İstanbul Bilgi Üniversitesi Hukuk Fakültesi tarafından Türkiye’de ilk defa gerçekleştirilen bu derslerin sonunda hukuk eğitimi teorik olmaktan çıkarak öğrenciler açısından uygulamada anlam kazanıyor. Ders ile öğrencilere; mülakat yapmak, iletişim becerileri geliştirmek, hukuki görüş yazmak, o görüşleri değerlendirmek, araştırma yapmak, topluluk önünde konuşmak gibi bir hukukçunun mesleğini yaparken ihtiyaç duyduğu bütün beceriler kazandırılmaya çalışılıyor.
Hukuk kliniği eğitim ve toplumsal sorumluluk politikası, dünyada 1960’lı yıllarda, özellikle ırk ayrımcılığının alt edilemediği bir toplum hayatı içinde, hukukun sağladığı güçten yoksun siyah Amerikalıların haklarının korunması hedefi ön plandaydı. Genel olarak hukuk kliniği uygulamasının geri planında, hukuk hizmetinden yeterince yararlanamayan toplum kesimlerinin de kendi hayatlarıyla ilgili sorunların çözümünde veya işlerinin takibinde, hukuktan yararlanmalarına olanak sağlamak ve destek vermek düşüncesi bulunuyor.
ÖĞRENCİ GÖRÜŞLERİ
“Bu dersi aldığım için çok mutluyum”
Cem Sinanoğlu
Ben Gündelik Hayatta Hukuk Kliniği Dersi’ni aldım.
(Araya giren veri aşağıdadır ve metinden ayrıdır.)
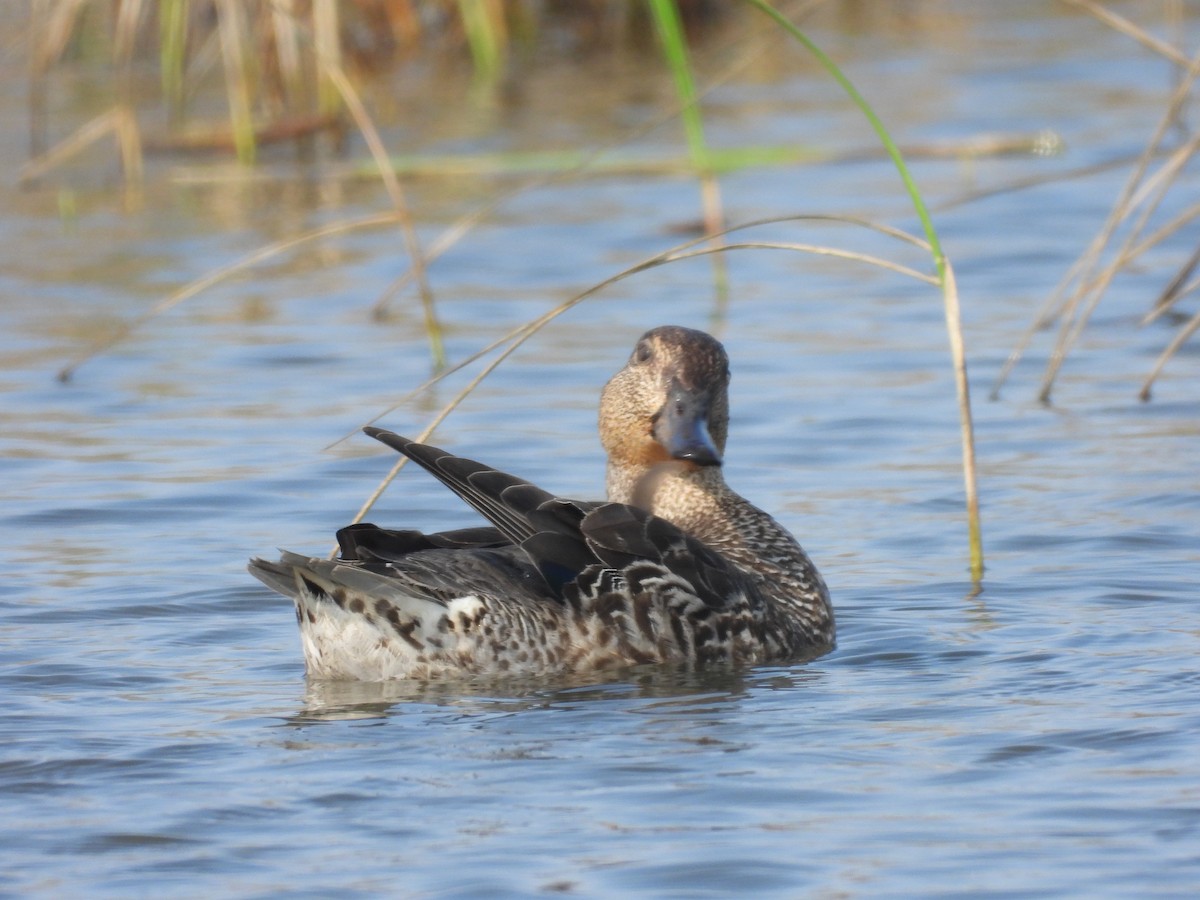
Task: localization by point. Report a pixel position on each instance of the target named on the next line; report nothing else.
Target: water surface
(1037, 737)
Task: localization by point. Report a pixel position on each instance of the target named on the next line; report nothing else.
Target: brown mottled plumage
(673, 568)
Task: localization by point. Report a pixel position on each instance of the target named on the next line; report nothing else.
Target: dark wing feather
(543, 526)
(622, 537)
(369, 543)
(504, 501)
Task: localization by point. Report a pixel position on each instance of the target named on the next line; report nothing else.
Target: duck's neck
(687, 496)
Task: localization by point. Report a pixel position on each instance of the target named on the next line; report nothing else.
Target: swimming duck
(673, 568)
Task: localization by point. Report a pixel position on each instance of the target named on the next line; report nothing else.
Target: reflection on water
(1037, 737)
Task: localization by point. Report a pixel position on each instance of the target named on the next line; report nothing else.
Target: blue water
(1035, 737)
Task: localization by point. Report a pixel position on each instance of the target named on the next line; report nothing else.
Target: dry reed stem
(1179, 287)
(287, 49)
(1081, 271)
(1179, 341)
(689, 250)
(54, 33)
(888, 231)
(1119, 23)
(1074, 319)
(81, 139)
(966, 424)
(214, 277)
(461, 227)
(408, 229)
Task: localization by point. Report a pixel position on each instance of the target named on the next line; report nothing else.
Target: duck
(673, 568)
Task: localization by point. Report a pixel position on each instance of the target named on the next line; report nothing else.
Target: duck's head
(669, 403)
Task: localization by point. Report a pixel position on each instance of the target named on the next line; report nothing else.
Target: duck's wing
(371, 544)
(545, 527)
(624, 538)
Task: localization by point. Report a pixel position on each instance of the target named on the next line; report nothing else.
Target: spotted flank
(673, 568)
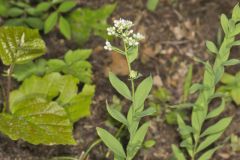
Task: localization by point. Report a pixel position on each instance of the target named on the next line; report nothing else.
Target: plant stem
(9, 82)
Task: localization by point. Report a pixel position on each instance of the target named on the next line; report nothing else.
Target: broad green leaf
(64, 27)
(38, 121)
(217, 111)
(117, 115)
(143, 91)
(57, 88)
(152, 4)
(43, 6)
(22, 71)
(132, 54)
(178, 153)
(34, 22)
(212, 47)
(66, 6)
(224, 23)
(20, 44)
(77, 55)
(208, 141)
(120, 86)
(208, 154)
(220, 126)
(111, 142)
(137, 140)
(50, 22)
(85, 21)
(55, 65)
(79, 106)
(15, 12)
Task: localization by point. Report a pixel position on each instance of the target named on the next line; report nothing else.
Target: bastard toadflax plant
(137, 95)
(197, 139)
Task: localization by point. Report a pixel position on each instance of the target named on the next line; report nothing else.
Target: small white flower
(111, 31)
(138, 36)
(108, 46)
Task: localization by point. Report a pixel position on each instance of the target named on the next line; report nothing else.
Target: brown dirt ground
(175, 33)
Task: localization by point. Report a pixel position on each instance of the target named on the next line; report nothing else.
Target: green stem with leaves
(9, 82)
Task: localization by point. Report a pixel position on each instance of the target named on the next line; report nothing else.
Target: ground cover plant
(72, 21)
(196, 139)
(137, 132)
(43, 109)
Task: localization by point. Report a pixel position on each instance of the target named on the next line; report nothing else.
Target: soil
(175, 34)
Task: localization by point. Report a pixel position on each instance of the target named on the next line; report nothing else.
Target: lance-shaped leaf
(20, 44)
(38, 121)
(120, 86)
(112, 143)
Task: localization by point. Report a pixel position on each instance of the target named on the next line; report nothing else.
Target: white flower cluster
(122, 29)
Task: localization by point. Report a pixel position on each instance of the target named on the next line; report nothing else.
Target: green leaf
(227, 78)
(236, 13)
(143, 91)
(38, 121)
(148, 112)
(187, 84)
(196, 87)
(217, 111)
(64, 27)
(178, 153)
(20, 44)
(34, 22)
(117, 115)
(149, 143)
(111, 142)
(137, 140)
(120, 86)
(212, 47)
(208, 141)
(208, 154)
(152, 5)
(220, 126)
(23, 71)
(57, 88)
(15, 12)
(80, 105)
(235, 95)
(224, 23)
(43, 6)
(50, 22)
(66, 6)
(231, 62)
(132, 54)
Bu derste tek amacımız, bizim mahkumlardan, mahkumların da bizden bir şeyler öğrenmesiydi. Bu ders sırasında birbirimizi maddi ve manevi olarak zarar vermeden, yararla tecrübeler edinmemizdi. Cezaevlerinde ders anlatırken daha çok ceza hukuku, CMK, aile hukukunun ilgi çektiğini fark ettim. Ne kadar çok öğrenci cezaevine girer ve mahkum vatandaşlarımıza, ağabey abla, kardeş, dayılarımıza “doğruyu” öğretirse, onlar da bize “oldurulamayanı” gözümüze sokarsa, sistem ağır ağır da olsa iki ileri bir geri de olsa yaralarını sarmaya başlayacaktır. Biz de onların yerinde olabiliriz, onların yerinde olmayı beklemeden, hala yapabiliyorken, geride durmadan, önyargılarımızdan kurtularak öncü olmalıyız. Öncülerden birisi olduğum için, böyle bir tecrübe yaşadığım için kendi adıma çok mutluyum.
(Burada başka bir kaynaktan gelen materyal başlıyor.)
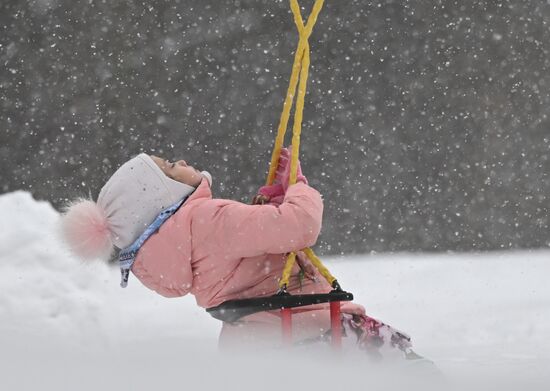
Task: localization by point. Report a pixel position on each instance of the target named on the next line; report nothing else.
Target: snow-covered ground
(484, 319)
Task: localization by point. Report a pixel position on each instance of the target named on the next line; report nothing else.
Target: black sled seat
(232, 310)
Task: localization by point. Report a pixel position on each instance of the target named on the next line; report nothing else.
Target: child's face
(179, 171)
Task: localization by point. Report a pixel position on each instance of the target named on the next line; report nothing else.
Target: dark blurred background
(426, 122)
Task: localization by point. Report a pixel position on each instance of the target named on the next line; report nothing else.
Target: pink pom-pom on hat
(86, 230)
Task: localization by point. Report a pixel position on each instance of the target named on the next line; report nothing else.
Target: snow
(484, 319)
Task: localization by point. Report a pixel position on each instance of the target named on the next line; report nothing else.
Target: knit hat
(127, 204)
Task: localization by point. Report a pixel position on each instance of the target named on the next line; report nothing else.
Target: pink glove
(283, 169)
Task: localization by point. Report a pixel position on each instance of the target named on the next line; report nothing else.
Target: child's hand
(273, 193)
(260, 200)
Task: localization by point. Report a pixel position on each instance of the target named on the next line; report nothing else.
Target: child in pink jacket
(176, 239)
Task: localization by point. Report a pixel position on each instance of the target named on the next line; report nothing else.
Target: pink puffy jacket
(220, 249)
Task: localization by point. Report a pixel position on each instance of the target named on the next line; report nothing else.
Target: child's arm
(250, 230)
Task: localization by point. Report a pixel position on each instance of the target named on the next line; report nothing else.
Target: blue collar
(127, 256)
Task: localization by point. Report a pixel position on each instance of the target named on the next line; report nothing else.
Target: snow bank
(480, 316)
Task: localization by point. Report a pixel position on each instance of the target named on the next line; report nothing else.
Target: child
(176, 239)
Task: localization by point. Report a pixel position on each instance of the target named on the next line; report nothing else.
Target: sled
(232, 310)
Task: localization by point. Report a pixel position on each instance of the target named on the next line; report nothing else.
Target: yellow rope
(298, 78)
(297, 72)
(287, 269)
(319, 265)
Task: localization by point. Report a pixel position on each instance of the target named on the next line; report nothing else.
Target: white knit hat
(128, 203)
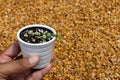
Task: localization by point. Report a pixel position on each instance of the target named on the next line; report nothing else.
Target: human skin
(20, 69)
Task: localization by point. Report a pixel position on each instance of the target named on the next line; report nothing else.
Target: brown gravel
(90, 45)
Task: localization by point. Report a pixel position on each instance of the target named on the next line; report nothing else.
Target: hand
(20, 69)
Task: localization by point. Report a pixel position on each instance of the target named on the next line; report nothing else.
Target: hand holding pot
(20, 69)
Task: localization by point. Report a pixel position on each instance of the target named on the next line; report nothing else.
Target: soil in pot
(36, 35)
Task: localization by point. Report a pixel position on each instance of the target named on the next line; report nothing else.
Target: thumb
(19, 66)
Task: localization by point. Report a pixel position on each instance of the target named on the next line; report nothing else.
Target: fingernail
(33, 59)
(31, 79)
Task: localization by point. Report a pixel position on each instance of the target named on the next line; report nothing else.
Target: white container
(44, 50)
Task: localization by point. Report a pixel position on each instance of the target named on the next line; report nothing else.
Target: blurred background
(89, 48)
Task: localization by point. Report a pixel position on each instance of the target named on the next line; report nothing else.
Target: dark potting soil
(36, 35)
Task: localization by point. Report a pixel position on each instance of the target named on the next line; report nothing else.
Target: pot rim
(35, 25)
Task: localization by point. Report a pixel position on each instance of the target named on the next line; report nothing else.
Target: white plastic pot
(44, 50)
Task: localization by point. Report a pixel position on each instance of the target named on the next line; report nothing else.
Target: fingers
(53, 57)
(4, 58)
(38, 75)
(19, 66)
(13, 50)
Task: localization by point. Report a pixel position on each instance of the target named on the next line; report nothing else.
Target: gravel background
(90, 45)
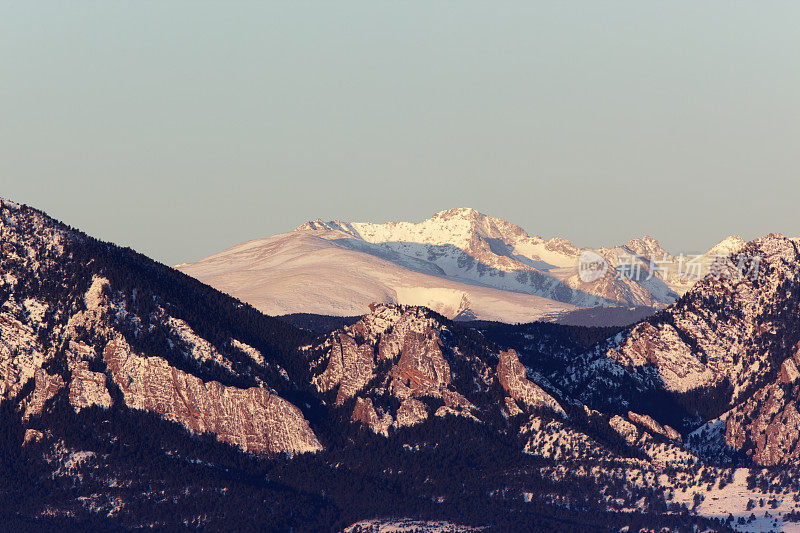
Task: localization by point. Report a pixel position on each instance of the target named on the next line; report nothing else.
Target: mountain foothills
(461, 263)
(133, 395)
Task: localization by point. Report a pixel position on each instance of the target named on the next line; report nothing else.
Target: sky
(183, 128)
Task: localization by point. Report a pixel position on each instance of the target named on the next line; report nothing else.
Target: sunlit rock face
(511, 375)
(254, 419)
(400, 365)
(65, 315)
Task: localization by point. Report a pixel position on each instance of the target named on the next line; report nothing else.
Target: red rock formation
(350, 367)
(767, 426)
(45, 388)
(411, 412)
(253, 419)
(364, 412)
(653, 426)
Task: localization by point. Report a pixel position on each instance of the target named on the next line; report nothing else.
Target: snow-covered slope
(459, 262)
(313, 272)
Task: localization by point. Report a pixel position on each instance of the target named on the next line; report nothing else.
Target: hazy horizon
(181, 129)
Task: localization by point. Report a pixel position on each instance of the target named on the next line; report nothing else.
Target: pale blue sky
(181, 128)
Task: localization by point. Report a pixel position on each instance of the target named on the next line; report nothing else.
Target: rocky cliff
(69, 312)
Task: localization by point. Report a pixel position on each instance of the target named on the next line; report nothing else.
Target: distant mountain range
(133, 395)
(460, 263)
“Kadın mahkumlarla deneyim yaşadım”
Mehtap Özdemir
Hukuk kliniği derslerine katılmam hukukun gerçek boyutunu görmemi sağladı. Ben Bakırköy Kadın Cezaevi’nde derslere girdim. Çok farklı bir deneyimdi, bir daha böylesine bir deneyim yaşabileceğimi sanmıyorum. Onlarla sürekli iletişim halindeydim. 8 hafta süren derslerde dersleri çok dikkatli dinliyorlar, notlar alıyor, sorular soruyorlardı. Hem onlar için hem de benim için yararlıydı. Meslek hayatım için çok yararı olacağını düşünüyorum, çünkü hukukun gerçek boyutu olan cezaevi kavramıyla tanıştım, ilk defa cezaevine girdim, koğuşları, mahkumları, atölyelerini, dersliklerini, gardiyanları, kütüphanelerini, cezaevinde büyüyen çocukları gördüm. Klinik derslerinin hukukçuların mesleğini icra ederken daha sağduyulu davranması, bir farkındalık yaratması için çok önemli. Ben bu dersten sonra mesleğimde daha dikkatli olmak zorunda olduğumu anladım.
“Bu deneyimler başka türlü öğrenilmez”
Melisa Saçi
Ben okulda iki klinik çalışmasına da katıldı. Derslere baslarken biraz tedirgin, gergin birazda meraklı başlıyoruz. Dersin sonunda sonuçları gördüğümüzde tüm emeğe, zaman harcamaya değdiğini anlıyoruz. Hukuki danışmanlıkta yer almak müthiş bir deneyim. Çünkü farklı kültürlerden, farklı sınıflardan insanlara hukuki görüş veriyoruz. Araştırma yapıyoruz, sunum hazırlıyoruz, yapıyoruz, nasıl yazılacağını öğreniyoruz, sorunları araştırıp öğreniyoruz. Son senemde ise cezaevinde eğitim vermeye ilişkin olan klinik dersini aldım. Bu ders benim açımdan danışmanlık kliniğine göre bir hayli zorluydu. Çünkü bu durumda muhatap olduğumuz kişiler mahkûmlar. Ancak ön yargılarla başlayan derslerimizin son haftasında, mahkûmlardan sarılarak ve üzülerek ayrıldığımızı söylemek isterim. Bu deneyimlerin hiç bir kitap okuyarak elde edilebileceğine inanmıyorum.